Auch als Medizinerin setzt sie sich für die Kleinsten ein und hat oft Mühe, ihre Rolle als Ärztin von der einer Krankenschwester zu trennen. »Wenn ein schwer krankes Kind ein warmes Bad oder ein sauberes Bett benötigte«, schrieb eine Journalistin Jahre später, »war ihr klar, dass es wenig Sinn hatte, der bettelarmen Mutter, die in einem römischen Elendsviertel lebte, entsprechende Vorschriften zu machen. Deshalb brachte sie es zu sich nach Hause, solange das nötig war, und kümmerte sich selbst darum, wobei sie gleichzeitig die Rolle der Ärztin, der Krankenschwester und der Wohltäterin übernahm.«49 Um den arbeitslosen Eltern manch kleiner Patienten zu helfen, ersinnt sie Arbeiten bei sich im Haus und bezahlt sie dafür aus eigener Tasche. Viele schreiben ihr zum Dank kurze, bewegende Briefe voller grammatikalischer Fehler. Einer stammt von den Eltern eines Mädchens, das Maria von einer Lungenentzündung geheilt hat, indem sie einen ganzen Tag daheim bei der Kleinen verbracht hatte. Ein weiterer von der Mutter eines Zwillingspaars, das davon bedroht war, die schwierige Geburt nicht zu überleben. Maria wusste, dass die Familie zu arm war, um sich eine Krankenschwester zu leisten, und war daher einen ganzen Tag lang im Haus geblieben, hatte der Wöchnerin befohlen, im Bett zu bleiben, hatte das Herdfeuer angezündet und ein warmes Bad für die Neugeborenen bereitet.

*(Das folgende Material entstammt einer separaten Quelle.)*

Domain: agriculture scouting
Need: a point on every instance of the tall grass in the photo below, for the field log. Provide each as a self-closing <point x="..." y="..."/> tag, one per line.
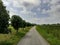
<point x="13" y="37"/>
<point x="50" y="33"/>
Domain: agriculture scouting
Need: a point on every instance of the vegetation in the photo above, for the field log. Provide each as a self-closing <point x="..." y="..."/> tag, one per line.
<point x="13" y="37"/>
<point x="50" y="32"/>
<point x="4" y="18"/>
<point x="8" y="35"/>
<point x="16" y="22"/>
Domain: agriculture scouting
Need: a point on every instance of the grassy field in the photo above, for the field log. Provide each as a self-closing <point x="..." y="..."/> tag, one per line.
<point x="13" y="37"/>
<point x="51" y="33"/>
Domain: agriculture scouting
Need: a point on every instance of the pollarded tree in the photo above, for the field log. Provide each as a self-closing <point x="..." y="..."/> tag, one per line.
<point x="4" y="17"/>
<point x="16" y="22"/>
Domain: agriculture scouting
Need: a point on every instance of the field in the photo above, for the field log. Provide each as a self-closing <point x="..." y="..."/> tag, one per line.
<point x="13" y="37"/>
<point x="50" y="32"/>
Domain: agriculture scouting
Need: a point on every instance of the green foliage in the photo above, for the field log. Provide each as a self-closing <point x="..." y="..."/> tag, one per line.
<point x="50" y="32"/>
<point x="4" y="17"/>
<point x="16" y="22"/>
<point x="13" y="38"/>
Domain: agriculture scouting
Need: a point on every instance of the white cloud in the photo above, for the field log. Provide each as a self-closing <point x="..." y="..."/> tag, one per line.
<point x="28" y="5"/>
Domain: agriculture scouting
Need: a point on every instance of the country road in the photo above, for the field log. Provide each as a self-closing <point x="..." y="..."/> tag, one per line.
<point x="33" y="38"/>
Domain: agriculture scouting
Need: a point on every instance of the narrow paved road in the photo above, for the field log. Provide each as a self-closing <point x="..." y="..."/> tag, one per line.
<point x="33" y="38"/>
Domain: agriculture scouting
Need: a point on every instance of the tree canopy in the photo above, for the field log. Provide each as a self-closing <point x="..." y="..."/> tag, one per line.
<point x="4" y="18"/>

Sie hat die Lehren ihrer Professoren verinnerlicht, die in jenen Jahren der sozialen Umbrüche eher Missionaren als Medizinern glichen. »Sie waren wahre Wohltäter der Menschheit«, erinnert sich eine Zeitzeugin. »Für sie gab es keinen Kranken, der zu gering, keinen Fall, der zu wenig interessant gewesen wäre, keinen Patienten, der nicht die allersorgfältigste Aufmerksamkeit verdient, für dessen Heilung sie nicht alles unternommen, dem sie nicht mit freundlichen Worten Mut zugesprochen hätten.«50 Unter diesen Kollegen ist Maria seit einiger Zeit ein junger Mann namens Giuseppe Montesano aufgefallen.

Giuseppe Montesano

Wir wissen nicht genau, wann sie sich kennengelernt haben. Vielleicht bereits 1895 im Hygieneinstitut, wo sie ihr studentisches Praktikum absolvierte und er als junger Arzt tätig war. Vielleicht sogar noch früher, über seinen Bruder, einen Kommilitonen Marias. Eins steht jedenfalls fest: Diese Begegnung ist von gewaltiger Tragweite. Giuseppe Montesano ist die einzige uns bekannte Liebe Marias. Die Beziehung zu ihm stellt niemals ihre berufliche Laufbahn infrage. Doch sie prägt ihr Leben durch ein geheimes Drama.